Sunday, 13 February 2011
London - Beigel Bake
159 Brick Lane,
London E1 6SB
Salt beef beigel: £3.50
Pastries and small breads: £0.50-£1.00
Beigel Bake is one of the last remaining mementos of Shoreditch's Jewish past. Efficiently doling out dirt-cheap beigels (smaller, denser bagels), platzls (crisp and airy bread rolls), strudels and other heavy Eastern European baked goods at all hours of the day and night, it is one of the few places that is on the mental maps both of East London's hipsters and manual labourers.
At the weekend and around mealtimes, the queue stretches out of the door as London's hungry wait for their salt beef beigels. There is nowhere to sit in the tiny shop, which contains nothing more than waiting space and a counter with all of the goodies behind it. In the window, the counter holds great slabs of salt beef being carved by the brusque women who run the front-of-house operation.
Salt beef, for the uninitiated, is essentially that. Beef that has been boiled in brine and falls apart into tender and irregular chunks and slivers at the slightest touch. On a warm beigel, it is heaven, the cure for hangovers, hunger, and most other ills. The beigels are almost stickily glutinous and ever so slightly sweet, contrasting with the beef's no-doubt dangerously high salt content. It would be foolish to limit yourself to just eating a salt beef beigel from Beigel Bake when their other breads and pastries are so cheap, tasty, and hard to find elsewhere in London. Asking for strudel results in an enormous slab of flaky pasty filled with cinnamon and apples being slapped onto the counter. The onion platzls are light bread rolls with fried onions baked into the top of the dough; those on top are crispy while the ones that fell into the crevices are buttery and soft. You cannot make a bad choice, so go ahead and just point at the large bread baskets labelled with names that have too many consonants.

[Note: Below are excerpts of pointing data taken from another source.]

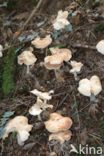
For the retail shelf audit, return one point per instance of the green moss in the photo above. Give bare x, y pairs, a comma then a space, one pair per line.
8, 73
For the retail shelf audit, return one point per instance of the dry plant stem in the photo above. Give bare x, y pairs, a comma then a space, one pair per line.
28, 69
75, 76
58, 75
93, 98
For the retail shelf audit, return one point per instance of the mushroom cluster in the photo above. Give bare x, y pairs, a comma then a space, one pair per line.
76, 68
27, 58
90, 88
59, 127
20, 125
57, 124
61, 20
55, 61
41, 43
41, 102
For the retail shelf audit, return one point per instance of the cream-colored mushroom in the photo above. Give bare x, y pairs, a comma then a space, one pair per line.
41, 43
76, 68
43, 95
100, 47
55, 61
61, 20
38, 107
21, 126
1, 50
90, 88
58, 123
61, 137
27, 58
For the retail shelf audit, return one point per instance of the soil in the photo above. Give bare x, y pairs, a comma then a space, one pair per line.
88, 118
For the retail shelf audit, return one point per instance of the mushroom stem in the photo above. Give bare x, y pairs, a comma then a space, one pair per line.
39, 117
93, 98
58, 75
75, 76
28, 69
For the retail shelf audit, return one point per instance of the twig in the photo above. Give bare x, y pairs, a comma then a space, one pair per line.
83, 46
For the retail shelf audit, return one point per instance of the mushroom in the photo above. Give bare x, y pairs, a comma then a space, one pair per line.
38, 107
21, 126
41, 43
76, 68
27, 58
1, 50
100, 47
55, 61
61, 136
58, 123
43, 95
61, 20
90, 88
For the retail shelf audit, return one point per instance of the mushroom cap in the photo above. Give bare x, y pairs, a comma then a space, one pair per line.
38, 107
22, 136
61, 136
76, 66
61, 20
56, 59
58, 123
1, 49
35, 110
42, 43
100, 47
92, 86
84, 87
27, 58
96, 86
21, 126
42, 95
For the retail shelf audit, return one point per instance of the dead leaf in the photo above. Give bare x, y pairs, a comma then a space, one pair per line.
83, 137
20, 16
93, 110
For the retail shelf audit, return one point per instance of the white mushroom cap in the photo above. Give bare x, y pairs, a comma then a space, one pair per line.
56, 59
38, 107
84, 87
27, 58
100, 47
1, 49
41, 43
58, 123
61, 20
61, 136
43, 95
76, 66
96, 86
21, 126
89, 87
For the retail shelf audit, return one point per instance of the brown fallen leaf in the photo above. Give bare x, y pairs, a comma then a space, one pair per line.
20, 16
93, 110
83, 137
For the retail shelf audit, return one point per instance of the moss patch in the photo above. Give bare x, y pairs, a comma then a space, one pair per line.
8, 73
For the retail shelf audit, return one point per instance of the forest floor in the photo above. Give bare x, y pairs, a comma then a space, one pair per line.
87, 20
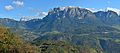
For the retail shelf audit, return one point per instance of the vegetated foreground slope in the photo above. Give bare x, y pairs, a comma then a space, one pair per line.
75, 25
9, 43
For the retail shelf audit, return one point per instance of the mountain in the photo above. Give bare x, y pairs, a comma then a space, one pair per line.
65, 19
75, 25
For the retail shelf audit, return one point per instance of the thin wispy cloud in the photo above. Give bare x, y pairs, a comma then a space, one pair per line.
42, 14
9, 7
18, 3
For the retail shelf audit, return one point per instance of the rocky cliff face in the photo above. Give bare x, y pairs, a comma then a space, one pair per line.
68, 19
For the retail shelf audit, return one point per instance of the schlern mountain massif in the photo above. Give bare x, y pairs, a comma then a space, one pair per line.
74, 25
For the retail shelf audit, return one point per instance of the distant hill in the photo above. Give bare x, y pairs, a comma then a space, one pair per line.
75, 25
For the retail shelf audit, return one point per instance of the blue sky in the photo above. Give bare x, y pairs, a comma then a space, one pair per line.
32, 8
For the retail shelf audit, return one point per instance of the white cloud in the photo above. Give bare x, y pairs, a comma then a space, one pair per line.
108, 2
94, 10
114, 9
18, 3
42, 14
9, 7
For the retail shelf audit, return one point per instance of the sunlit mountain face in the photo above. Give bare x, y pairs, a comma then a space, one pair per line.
59, 26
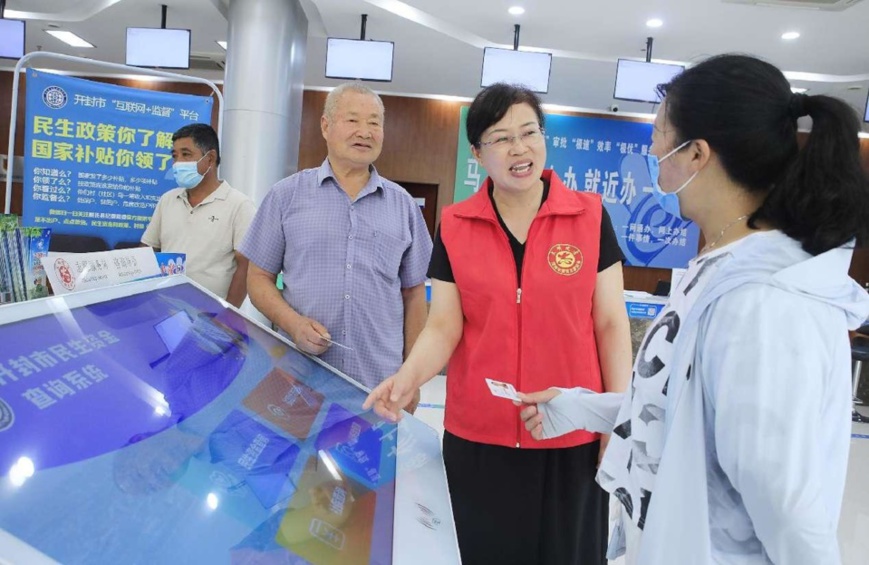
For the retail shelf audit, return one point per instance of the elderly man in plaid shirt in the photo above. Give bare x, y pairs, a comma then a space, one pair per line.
353, 247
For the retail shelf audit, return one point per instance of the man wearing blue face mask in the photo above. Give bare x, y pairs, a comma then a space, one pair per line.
204, 217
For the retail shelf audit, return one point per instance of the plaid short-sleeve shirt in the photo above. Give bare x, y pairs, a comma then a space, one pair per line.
345, 262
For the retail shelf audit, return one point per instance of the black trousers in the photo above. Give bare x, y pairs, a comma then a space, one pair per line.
526, 506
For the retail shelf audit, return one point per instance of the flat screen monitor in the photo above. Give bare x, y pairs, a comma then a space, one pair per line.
11, 39
638, 81
156, 47
359, 59
527, 68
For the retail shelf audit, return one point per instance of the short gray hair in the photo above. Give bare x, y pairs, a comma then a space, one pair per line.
355, 86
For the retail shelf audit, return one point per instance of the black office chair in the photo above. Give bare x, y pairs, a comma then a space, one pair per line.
859, 353
67, 243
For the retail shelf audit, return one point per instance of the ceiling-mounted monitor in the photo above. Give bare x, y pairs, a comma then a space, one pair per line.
158, 47
637, 81
359, 59
11, 39
528, 68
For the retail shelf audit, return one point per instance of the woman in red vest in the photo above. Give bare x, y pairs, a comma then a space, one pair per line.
527, 289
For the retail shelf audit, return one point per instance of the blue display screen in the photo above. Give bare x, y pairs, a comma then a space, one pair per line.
163, 427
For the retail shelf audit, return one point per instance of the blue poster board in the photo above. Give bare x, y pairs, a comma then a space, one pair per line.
97, 156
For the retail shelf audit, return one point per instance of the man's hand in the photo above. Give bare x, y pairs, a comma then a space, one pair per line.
391, 396
308, 335
414, 403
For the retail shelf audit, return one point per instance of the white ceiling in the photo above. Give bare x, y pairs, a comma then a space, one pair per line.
439, 42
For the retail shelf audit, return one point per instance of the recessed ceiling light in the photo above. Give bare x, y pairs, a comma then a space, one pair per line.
69, 38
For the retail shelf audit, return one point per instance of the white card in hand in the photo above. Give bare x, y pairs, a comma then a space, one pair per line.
504, 390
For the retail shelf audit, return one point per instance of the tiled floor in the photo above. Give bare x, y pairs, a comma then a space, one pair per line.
853, 524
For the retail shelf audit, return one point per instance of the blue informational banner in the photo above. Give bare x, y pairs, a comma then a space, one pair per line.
608, 157
96, 156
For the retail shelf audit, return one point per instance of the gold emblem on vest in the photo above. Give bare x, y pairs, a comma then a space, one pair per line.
565, 259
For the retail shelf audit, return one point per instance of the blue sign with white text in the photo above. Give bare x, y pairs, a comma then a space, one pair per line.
607, 157
96, 155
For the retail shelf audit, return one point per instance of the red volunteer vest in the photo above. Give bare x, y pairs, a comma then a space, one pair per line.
535, 337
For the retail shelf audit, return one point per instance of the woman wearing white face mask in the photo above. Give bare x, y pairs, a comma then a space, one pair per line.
731, 446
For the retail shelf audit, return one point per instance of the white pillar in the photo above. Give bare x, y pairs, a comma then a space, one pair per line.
265, 69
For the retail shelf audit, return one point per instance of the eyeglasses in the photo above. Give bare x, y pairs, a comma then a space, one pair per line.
528, 138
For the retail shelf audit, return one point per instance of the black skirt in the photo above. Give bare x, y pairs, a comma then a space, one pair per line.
526, 506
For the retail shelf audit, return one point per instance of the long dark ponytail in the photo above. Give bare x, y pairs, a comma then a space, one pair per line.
744, 108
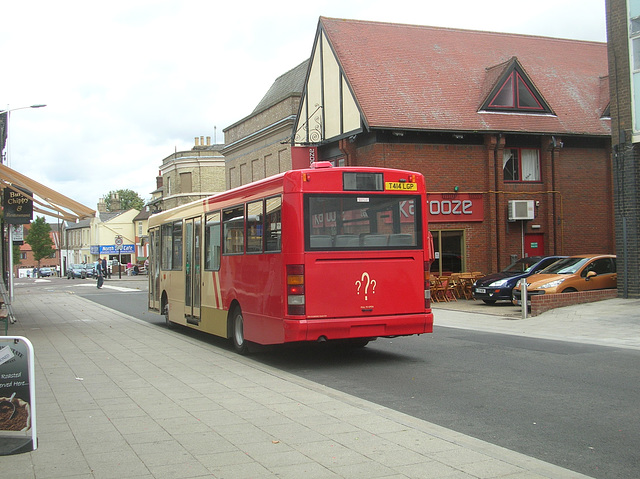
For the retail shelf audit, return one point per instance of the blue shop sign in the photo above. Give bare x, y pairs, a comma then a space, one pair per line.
111, 249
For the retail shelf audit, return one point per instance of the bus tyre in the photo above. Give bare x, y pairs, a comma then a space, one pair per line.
237, 332
165, 311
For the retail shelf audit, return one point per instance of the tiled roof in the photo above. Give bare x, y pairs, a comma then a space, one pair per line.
428, 78
287, 84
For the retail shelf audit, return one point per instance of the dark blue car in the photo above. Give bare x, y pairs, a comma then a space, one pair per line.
498, 286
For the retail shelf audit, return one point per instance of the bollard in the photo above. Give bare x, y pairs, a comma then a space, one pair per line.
523, 297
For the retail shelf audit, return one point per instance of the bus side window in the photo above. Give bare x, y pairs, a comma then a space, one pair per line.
166, 247
233, 228
254, 226
212, 242
273, 224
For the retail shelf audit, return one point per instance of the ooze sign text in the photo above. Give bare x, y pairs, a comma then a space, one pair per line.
451, 208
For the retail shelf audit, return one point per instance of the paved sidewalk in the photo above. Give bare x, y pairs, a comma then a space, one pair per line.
611, 322
117, 397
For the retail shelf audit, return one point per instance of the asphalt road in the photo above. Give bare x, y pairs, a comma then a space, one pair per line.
570, 404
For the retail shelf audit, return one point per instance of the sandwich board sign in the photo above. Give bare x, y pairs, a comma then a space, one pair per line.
17, 396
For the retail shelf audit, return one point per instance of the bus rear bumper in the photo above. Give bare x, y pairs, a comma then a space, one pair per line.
347, 328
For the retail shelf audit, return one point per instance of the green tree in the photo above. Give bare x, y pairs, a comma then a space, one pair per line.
39, 240
128, 199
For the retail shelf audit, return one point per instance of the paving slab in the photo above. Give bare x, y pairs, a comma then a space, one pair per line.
124, 398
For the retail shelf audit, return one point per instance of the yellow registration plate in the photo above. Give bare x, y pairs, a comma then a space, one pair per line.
400, 186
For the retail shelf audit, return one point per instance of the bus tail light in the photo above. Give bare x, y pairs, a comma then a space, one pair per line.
295, 289
427, 285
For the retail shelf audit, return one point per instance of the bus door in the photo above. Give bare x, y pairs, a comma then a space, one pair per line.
193, 281
154, 269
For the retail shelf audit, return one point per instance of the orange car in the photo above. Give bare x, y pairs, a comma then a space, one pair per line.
576, 273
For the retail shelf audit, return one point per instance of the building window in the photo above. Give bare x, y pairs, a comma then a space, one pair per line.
515, 91
634, 62
448, 247
185, 183
521, 164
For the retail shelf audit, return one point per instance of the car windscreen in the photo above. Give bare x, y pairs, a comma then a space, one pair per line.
523, 265
565, 266
362, 222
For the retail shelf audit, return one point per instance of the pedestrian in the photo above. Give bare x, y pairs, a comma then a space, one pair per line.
99, 273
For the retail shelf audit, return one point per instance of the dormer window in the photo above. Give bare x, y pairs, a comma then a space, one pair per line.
515, 92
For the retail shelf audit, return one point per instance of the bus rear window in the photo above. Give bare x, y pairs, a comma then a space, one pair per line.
362, 222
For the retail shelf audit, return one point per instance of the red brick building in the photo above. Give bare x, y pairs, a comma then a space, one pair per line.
488, 118
27, 261
623, 35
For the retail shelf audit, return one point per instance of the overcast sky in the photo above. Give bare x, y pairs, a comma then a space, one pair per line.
126, 83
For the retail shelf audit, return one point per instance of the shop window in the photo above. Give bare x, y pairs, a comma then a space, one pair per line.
521, 164
448, 246
185, 183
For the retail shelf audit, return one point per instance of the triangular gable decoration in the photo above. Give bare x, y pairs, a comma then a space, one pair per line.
514, 92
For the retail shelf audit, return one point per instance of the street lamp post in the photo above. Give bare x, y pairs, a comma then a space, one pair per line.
5, 139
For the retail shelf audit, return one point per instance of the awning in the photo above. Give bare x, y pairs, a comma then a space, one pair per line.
45, 200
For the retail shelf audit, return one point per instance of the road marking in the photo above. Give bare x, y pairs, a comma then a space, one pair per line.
116, 288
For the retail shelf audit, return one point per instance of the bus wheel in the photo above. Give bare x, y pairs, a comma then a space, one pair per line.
237, 332
165, 312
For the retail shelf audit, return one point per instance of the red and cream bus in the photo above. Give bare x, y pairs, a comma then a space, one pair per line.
317, 254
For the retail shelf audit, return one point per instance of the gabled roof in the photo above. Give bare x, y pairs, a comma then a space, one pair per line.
429, 78
287, 84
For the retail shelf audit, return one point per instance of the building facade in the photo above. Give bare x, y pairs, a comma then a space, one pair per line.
190, 175
259, 145
27, 262
511, 132
623, 35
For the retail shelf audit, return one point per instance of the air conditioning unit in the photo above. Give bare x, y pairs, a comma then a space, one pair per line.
521, 210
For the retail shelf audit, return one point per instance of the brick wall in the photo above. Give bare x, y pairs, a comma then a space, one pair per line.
584, 219
626, 155
544, 302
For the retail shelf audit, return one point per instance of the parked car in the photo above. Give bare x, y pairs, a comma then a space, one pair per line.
90, 269
575, 273
45, 272
76, 271
499, 286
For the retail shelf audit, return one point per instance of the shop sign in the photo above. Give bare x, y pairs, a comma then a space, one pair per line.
17, 396
455, 207
115, 249
18, 207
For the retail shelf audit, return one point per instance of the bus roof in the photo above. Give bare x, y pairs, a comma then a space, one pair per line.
272, 185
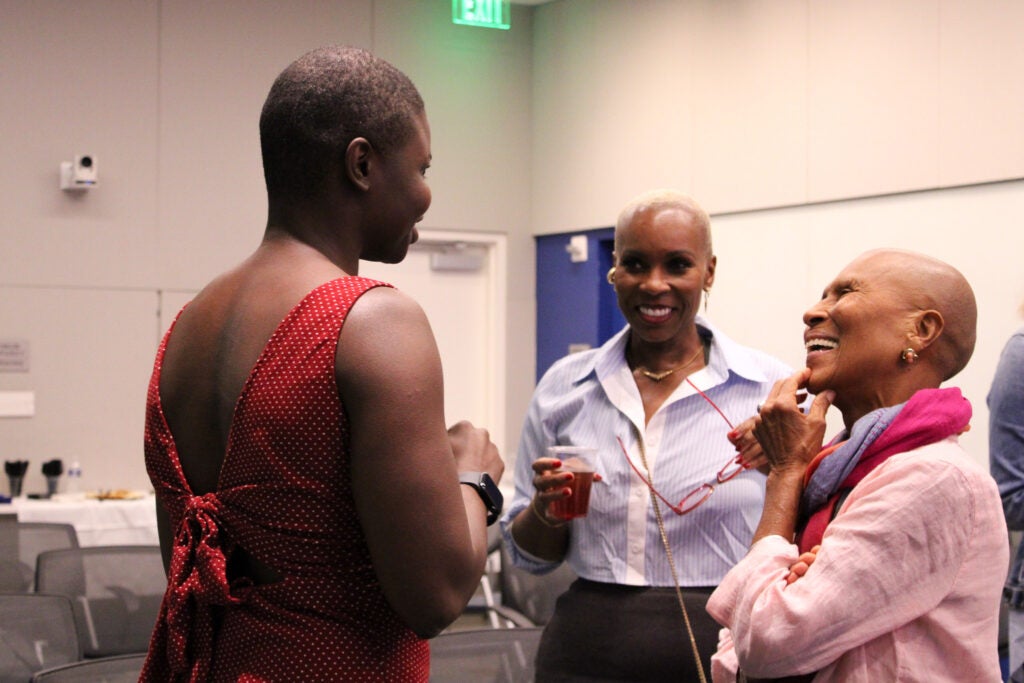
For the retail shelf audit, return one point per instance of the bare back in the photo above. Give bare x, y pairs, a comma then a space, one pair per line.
217, 341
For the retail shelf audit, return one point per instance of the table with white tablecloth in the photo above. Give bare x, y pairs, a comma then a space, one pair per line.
97, 522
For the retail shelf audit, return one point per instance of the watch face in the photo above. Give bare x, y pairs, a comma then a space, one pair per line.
496, 495
488, 492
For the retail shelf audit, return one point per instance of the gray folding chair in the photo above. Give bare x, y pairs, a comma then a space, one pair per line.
494, 655
37, 631
120, 669
20, 543
528, 599
115, 591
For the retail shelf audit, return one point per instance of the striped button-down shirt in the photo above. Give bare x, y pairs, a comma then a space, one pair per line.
591, 398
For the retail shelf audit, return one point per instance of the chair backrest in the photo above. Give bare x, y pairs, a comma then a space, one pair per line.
119, 669
116, 593
37, 631
532, 595
20, 543
499, 655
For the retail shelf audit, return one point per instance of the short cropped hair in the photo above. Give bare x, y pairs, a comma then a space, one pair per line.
318, 104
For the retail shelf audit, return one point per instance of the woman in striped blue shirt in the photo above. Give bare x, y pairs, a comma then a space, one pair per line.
666, 402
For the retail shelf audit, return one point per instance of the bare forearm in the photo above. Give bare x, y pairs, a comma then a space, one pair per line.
782, 493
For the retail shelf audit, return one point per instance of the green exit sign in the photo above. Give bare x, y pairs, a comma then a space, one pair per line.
489, 13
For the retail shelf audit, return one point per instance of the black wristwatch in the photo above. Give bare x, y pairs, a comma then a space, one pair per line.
489, 494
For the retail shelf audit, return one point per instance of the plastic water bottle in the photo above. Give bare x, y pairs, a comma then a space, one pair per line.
74, 477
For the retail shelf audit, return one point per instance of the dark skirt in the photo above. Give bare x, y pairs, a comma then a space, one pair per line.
608, 632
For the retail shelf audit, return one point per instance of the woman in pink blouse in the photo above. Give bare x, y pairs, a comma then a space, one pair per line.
881, 555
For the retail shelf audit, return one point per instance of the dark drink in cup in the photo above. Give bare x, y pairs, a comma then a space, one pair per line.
578, 460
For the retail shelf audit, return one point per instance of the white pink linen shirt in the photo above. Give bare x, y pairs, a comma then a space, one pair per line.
906, 586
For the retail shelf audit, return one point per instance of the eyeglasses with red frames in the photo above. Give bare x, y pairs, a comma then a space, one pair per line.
695, 498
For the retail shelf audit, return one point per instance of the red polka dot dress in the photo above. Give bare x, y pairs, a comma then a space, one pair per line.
284, 496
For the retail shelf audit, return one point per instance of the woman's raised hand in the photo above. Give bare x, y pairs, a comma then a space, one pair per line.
787, 436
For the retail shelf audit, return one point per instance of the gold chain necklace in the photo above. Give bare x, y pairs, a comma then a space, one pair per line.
657, 377
672, 561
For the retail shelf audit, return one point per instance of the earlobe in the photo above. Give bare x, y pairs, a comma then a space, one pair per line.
929, 328
357, 162
710, 276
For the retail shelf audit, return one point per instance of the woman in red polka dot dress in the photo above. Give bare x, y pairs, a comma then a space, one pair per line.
309, 503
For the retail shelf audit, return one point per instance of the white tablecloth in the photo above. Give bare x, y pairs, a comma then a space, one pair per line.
97, 522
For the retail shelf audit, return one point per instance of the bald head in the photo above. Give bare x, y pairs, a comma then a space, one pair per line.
929, 284
318, 104
664, 200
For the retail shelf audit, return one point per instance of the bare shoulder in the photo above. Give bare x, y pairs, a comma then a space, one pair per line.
386, 335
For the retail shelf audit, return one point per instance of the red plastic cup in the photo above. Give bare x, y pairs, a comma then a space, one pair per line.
580, 461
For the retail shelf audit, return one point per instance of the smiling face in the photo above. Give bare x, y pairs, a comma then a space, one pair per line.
854, 336
402, 196
663, 265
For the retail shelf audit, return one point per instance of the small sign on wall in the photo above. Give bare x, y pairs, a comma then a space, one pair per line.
13, 355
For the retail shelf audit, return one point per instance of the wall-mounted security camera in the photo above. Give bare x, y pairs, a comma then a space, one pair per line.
79, 174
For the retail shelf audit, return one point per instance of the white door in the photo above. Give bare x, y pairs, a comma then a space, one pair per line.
459, 280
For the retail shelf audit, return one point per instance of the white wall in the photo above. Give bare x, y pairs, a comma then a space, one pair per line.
753, 105
166, 95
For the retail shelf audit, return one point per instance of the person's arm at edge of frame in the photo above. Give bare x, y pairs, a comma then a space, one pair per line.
427, 535
1006, 434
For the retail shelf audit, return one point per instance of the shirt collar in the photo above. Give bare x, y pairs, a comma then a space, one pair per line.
726, 355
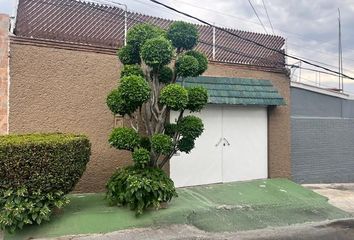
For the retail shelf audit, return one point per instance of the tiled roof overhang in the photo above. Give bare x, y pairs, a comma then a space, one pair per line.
101, 25
237, 91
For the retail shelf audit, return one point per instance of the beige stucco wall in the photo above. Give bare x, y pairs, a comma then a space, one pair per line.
65, 90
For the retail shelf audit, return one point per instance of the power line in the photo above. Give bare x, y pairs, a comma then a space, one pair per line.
270, 22
255, 12
250, 40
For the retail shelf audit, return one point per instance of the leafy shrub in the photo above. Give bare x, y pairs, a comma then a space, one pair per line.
183, 35
140, 189
145, 143
187, 66
117, 104
129, 70
129, 55
161, 143
185, 144
191, 127
134, 90
141, 157
157, 52
124, 138
171, 129
197, 98
174, 97
19, 207
140, 33
165, 74
36, 171
202, 61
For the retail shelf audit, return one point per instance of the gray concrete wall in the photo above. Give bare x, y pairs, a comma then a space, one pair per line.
322, 138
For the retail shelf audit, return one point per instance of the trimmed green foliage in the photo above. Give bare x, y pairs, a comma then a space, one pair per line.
140, 189
165, 74
202, 61
183, 35
141, 157
36, 171
19, 207
129, 55
171, 129
185, 144
135, 90
145, 143
191, 127
117, 104
129, 70
197, 98
187, 66
140, 33
124, 138
161, 143
157, 52
174, 97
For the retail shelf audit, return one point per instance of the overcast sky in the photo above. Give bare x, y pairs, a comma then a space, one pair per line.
310, 26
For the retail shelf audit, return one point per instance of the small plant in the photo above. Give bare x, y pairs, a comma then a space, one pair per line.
36, 172
140, 188
152, 84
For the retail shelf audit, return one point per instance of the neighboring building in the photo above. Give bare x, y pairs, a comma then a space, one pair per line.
322, 135
63, 64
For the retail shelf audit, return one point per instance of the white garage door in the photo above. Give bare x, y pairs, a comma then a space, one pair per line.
233, 147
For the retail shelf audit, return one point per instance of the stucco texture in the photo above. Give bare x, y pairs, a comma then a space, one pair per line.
56, 90
65, 91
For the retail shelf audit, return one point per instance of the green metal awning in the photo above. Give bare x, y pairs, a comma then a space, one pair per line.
238, 91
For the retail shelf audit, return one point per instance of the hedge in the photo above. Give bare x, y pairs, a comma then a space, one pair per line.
46, 162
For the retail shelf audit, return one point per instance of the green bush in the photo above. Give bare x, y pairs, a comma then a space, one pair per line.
140, 188
191, 127
157, 52
165, 74
117, 104
185, 144
161, 143
124, 138
187, 66
36, 171
129, 55
140, 33
183, 35
129, 70
19, 207
171, 129
197, 98
202, 61
135, 90
174, 97
141, 157
145, 143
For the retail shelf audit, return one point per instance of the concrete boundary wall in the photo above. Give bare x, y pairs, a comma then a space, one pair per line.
4, 73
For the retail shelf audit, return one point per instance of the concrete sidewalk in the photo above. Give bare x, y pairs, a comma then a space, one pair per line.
340, 195
218, 208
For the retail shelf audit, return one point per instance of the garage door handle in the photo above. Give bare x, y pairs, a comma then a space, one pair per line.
218, 143
227, 142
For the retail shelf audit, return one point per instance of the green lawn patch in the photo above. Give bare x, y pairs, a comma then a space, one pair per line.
219, 207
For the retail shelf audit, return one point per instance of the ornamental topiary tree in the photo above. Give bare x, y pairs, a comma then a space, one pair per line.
156, 63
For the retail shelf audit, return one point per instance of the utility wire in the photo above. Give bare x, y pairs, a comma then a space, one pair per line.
255, 12
250, 40
270, 22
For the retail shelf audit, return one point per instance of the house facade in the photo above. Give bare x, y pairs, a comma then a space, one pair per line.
62, 63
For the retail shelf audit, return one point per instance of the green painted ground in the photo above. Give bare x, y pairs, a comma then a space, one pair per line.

In London's ever-changing ethnic landscape, Beigel Bake (and its nearby neighbour and rival Beigel shop) has carved out a niche for itself amongst the tacky Bengali curry houses by providing good quality and cheap food for absurdly low prices a mere hop, skip and jump away from central London and the City. Having become a firm favourite across the class divides, it looks like Shoreditch won't lose its Jewish roots any time soon.